Polycythemia Vera (PV) is a condition characterized by the overproduction of red blood cells relative to the other components of the blood. These excess cells have the ability to thicken blood, which in turn slows its flow. PV has the tendency to cause complications such as blood clots which can lead to a potential heart attack or stroke. Like the other myeloproliferative neoplasms (MPNs), PV is also thought to be caused by mutations in blood forming stem cells (aka hematopoietic stem cell, HSC). Everyone is born with a few tens of thousands of HSCs that are the source for all of the blood cells people make during their life. In PV, mutations in the JAK2 gene are found in the blood cells of virtually all patients. These JAK2 mutations cause the HSCs to yield too many red blood cells (RBCs) and typically, also lead to increased numbers of white blood cells and platelets. JAK2 protein is part of a signaling system that helps regulate blood cells production. The mutated JAK2 signals more than it should and this signaling increases the number of blood cells produced.
PV is not a common disorder, affecting approximately 2 people per 100,000 in the general population, and it typically develops slowly. It can occur at any age but is more common in adults older than 60. It is possible that someone could have the disease for many years without knowing it. Sometimes the first indication that someone has PV is the development of an abnormal blood clot. Clots can develop anywhere in the body, either in veins or arteries. Routine blood testing conducted for another reason is sometimes the first indication of PV. If left untreated, PV could be life-threatening, however, with proper medication, the signs, symptoms, and complications of the disease can be managed. Sometimes, PV can progress to more serious blood cancers such as myelofibrosis or acute leukemia.

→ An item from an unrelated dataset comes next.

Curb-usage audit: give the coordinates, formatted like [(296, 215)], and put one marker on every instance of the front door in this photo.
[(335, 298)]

PV cannot be cured, however there are treatments available that focus on managing the symptoms of PV and reducing thrombotic complications. Phlebotomy is one form of treatment, which is often combined with other therapies. Phlebotomy refers to the removal of blood from the body, reducing number of excess red blood cells and thereby reducing the risk of blood clots. Other treatments include aspirin, as a blood thinner, to further reduce the risk for various thrombotic complications. Cytoreductive agents (for example, hydroxyurea and interferon) are often used to reduce the number of excess blood cells in PV. Targeted drugs that block the abnormal signals from the JAK2 are sometimes used to treat PV. FDA has approved one JAK2-inhibitor, called ruxolitinib or Jakafi, for treatment of PV. In certain cases, bone marrow transplant is considered to be a possible way to treat the disease. NewYork-Presbyterian Hospital/Weill Cornell Medicine offers one of the best Bone Marrow and Stem Cell Transplant (BMT) programs in the United States and around the world.
Our center performed a large population-based study on survival in PV patients receiving treatment at specialty centers such as ours, compared to the general population. We determined that early excess mortality in PV, primarily from cardiovascular events, remains high nationwide, but was eliminated at Weill Cornell through early intervention with cytoreductive therapy and close follow-up. We were also able to prevent late excess mortality from progression to myelofibrosis with the drug interferon-alpha. We concluded that the group of patients treated at our center had 65% lower mortality compared to other populations and will continue to study this patient population to improve outcomes further.